Les limites de l’acharnement
Vu comme ça, Hellblade: Senua’s Sacrifice a tout d’un chef d’œuvre, ce qui paraîtra vrai à ceux qui s’arrêteront sur son univers, son récit et son atmosphère. Sauf que le jeu vidéo qui se cache derrière est loin d’être le paradis rêvé, moins apte à entretenir la flamme qu’à doucher les espoirs. C’est là que Ninja Theory touche, immanquablement, ses limites malgré son sujet intéressant et accrocheur et toute la bonne volonté qui transpire à chaque recoin de l’expérience psycho-traumatisante de Senua. Comme elle, le studio est rattrapé par son destin, rappelant que l’épée de Damoclès finit toujours par s’abattre.
Cette notion d’urgence face à sa destinée est renforcée par ce message introductif indiquant que des morts répétées finissent par effacer la sauvegarde. Il paraît que c’est faux (nous n’avons pas vérifié mais certains l’ont fait).

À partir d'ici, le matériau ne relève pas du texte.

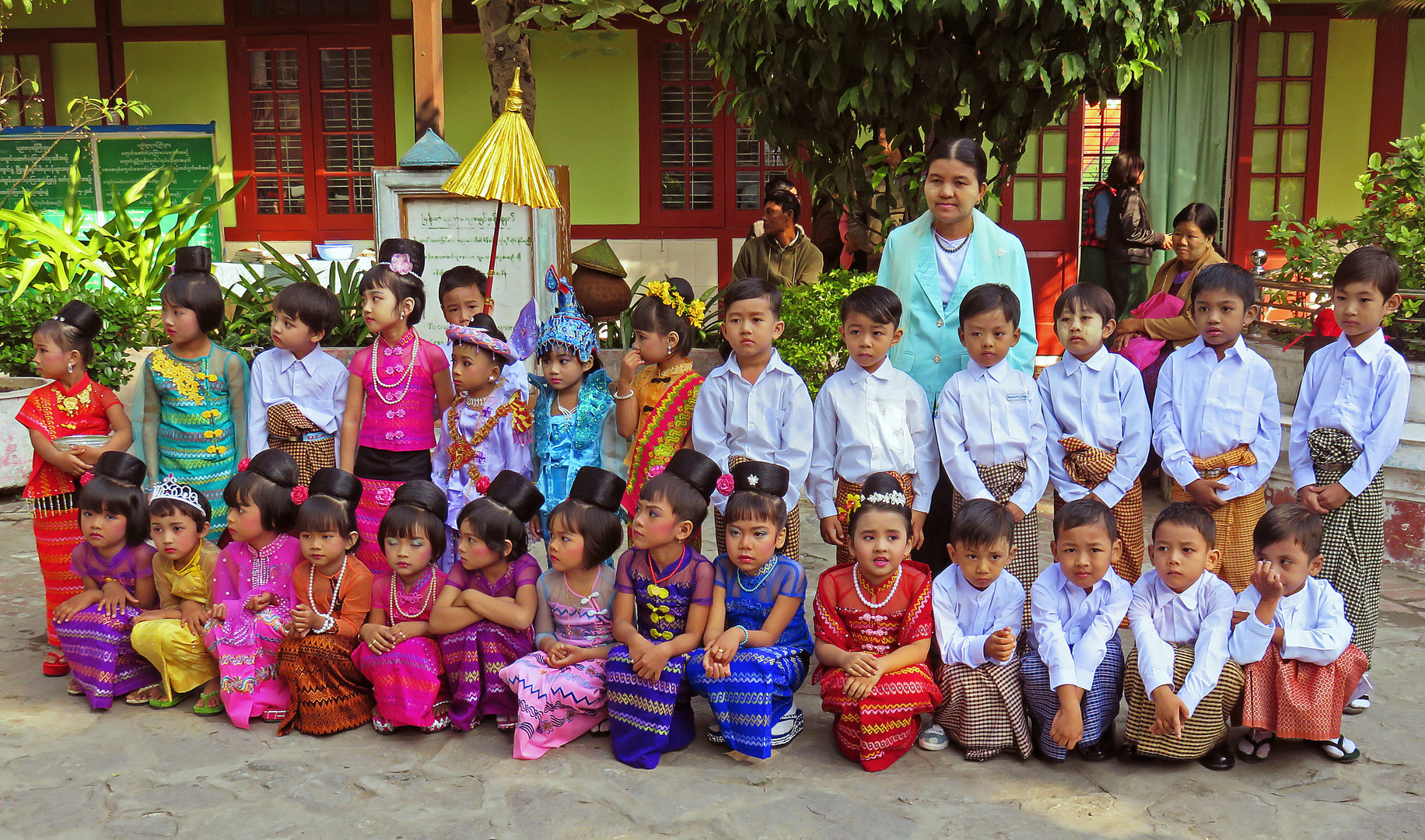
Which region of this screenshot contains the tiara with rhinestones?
[149,475,202,514]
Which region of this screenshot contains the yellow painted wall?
[5,0,96,29]
[50,44,98,125]
[122,0,225,26]
[124,41,236,225]
[1317,20,1375,219]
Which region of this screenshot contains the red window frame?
[226,34,396,242]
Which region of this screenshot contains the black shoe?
[1197,737,1237,770]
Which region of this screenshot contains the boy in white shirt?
[1288,245,1411,715]
[690,278,812,559]
[247,283,351,485]
[916,499,1033,761]
[1038,283,1153,584]
[1231,504,1371,761]
[1019,499,1133,763]
[807,286,939,562]
[1119,501,1243,770]
[1153,264,1281,592]
[935,283,1049,606]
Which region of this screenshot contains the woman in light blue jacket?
[877,138,1039,583]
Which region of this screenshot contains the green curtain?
[1140,23,1233,271]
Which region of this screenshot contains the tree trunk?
[479,0,534,130]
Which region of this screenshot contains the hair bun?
[94,451,149,487]
[174,245,212,275]
[663,449,723,499]
[307,464,362,509]
[485,470,544,523]
[569,467,628,513]
[248,449,302,490]
[733,461,793,499]
[390,478,450,523]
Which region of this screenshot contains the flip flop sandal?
[192,692,222,718]
[40,651,70,676]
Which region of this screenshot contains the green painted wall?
[5,0,96,29]
[50,44,98,125]
[1317,20,1375,219]
[122,0,225,26]
[124,41,236,225]
[1401,20,1425,137]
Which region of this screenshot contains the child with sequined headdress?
[341,240,454,572]
[614,278,704,520]
[430,309,537,571]
[534,268,614,540]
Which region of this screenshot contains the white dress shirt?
[930,564,1024,668]
[1029,562,1133,691]
[935,356,1049,513]
[1231,578,1353,665]
[807,359,940,520]
[248,346,351,457]
[692,348,812,516]
[1038,348,1153,507]
[1129,569,1237,716]
[1153,336,1281,501]
[1288,331,1411,495]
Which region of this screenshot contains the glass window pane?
[1276,128,1307,172]
[661,128,688,166]
[1287,33,1317,75]
[658,41,688,81]
[1257,33,1287,77]
[1247,178,1276,222]
[1014,178,1039,222]
[688,128,712,166]
[658,84,688,124]
[1281,81,1311,125]
[1251,128,1276,172]
[1276,178,1307,219]
[1252,81,1281,125]
[688,172,712,209]
[1039,131,1069,175]
[663,172,688,209]
[1039,178,1067,222]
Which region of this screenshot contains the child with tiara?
[16,300,134,676]
[341,240,454,571]
[132,480,220,716]
[614,278,704,518]
[430,311,534,571]
[430,470,544,732]
[134,245,248,540]
[207,449,305,729]
[276,470,376,736]
[54,453,158,709]
[500,467,625,759]
[688,461,814,760]
[534,268,614,540]
[607,450,721,770]
[352,481,450,735]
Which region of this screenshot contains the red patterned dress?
[812,561,940,772]
[16,376,118,646]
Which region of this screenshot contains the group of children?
[20,233,1408,770]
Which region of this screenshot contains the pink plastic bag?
[1117,292,1185,370]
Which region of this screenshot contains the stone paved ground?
[0,498,1425,840]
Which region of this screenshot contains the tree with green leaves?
[487,0,1268,218]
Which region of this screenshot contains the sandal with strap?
[40,651,70,676]
[1237,729,1276,765]
[1317,735,1361,765]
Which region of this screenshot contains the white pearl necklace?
[851,565,905,609]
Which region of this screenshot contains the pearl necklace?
[851,565,905,609]
[390,567,436,621]
[306,555,348,634]
[370,329,420,406]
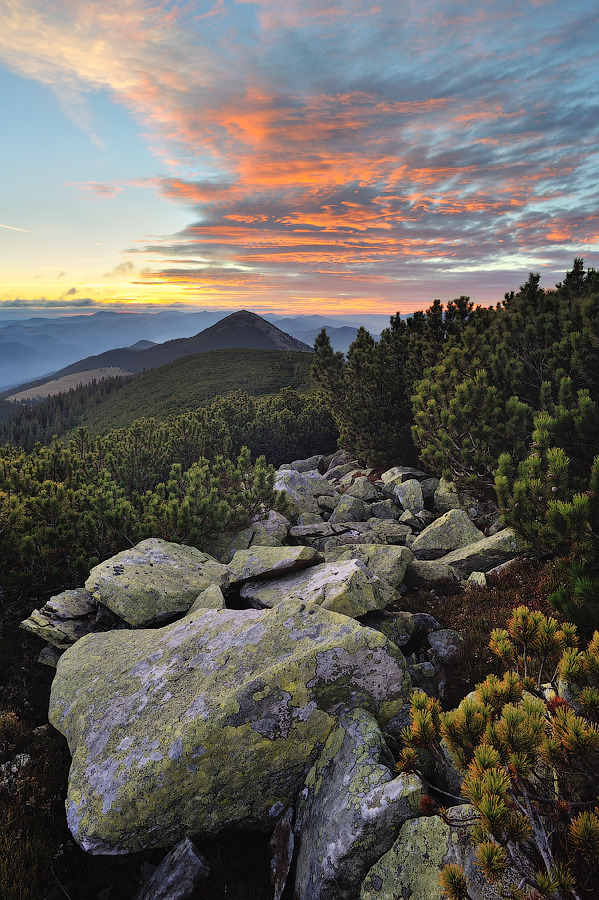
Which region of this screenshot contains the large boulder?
[241,559,397,618]
[228,547,322,584]
[325,544,414,588]
[295,710,424,900]
[85,538,229,626]
[50,603,410,854]
[441,528,525,578]
[410,509,484,559]
[360,804,506,900]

Bug ? Troll de Ninja Theory ? Dans tous les cas, inconsciemment ou non, le sentiment d’oppression n’en devient que plus décuplé.
Parenthèse terminée, on aurait difficilement imaginé que les combats soient si ratés. On parle quand même de développeurs ayant prouvé par le passé qu’ils savaient maîtriser un genre pas toujours très bien servi. Malheureusement, les joutes musclées d’Hellblade: Senua’s Sacrifice, logées dans des arènes obligatoires avec murs invisibles, manquent autant de profondeur qu’ils sont prolixes. Stupides penseront certains. Le fait est qu’il n’y a aucune progression à la clef et que l’affrontement A ressemblera au Z à quelques détails près.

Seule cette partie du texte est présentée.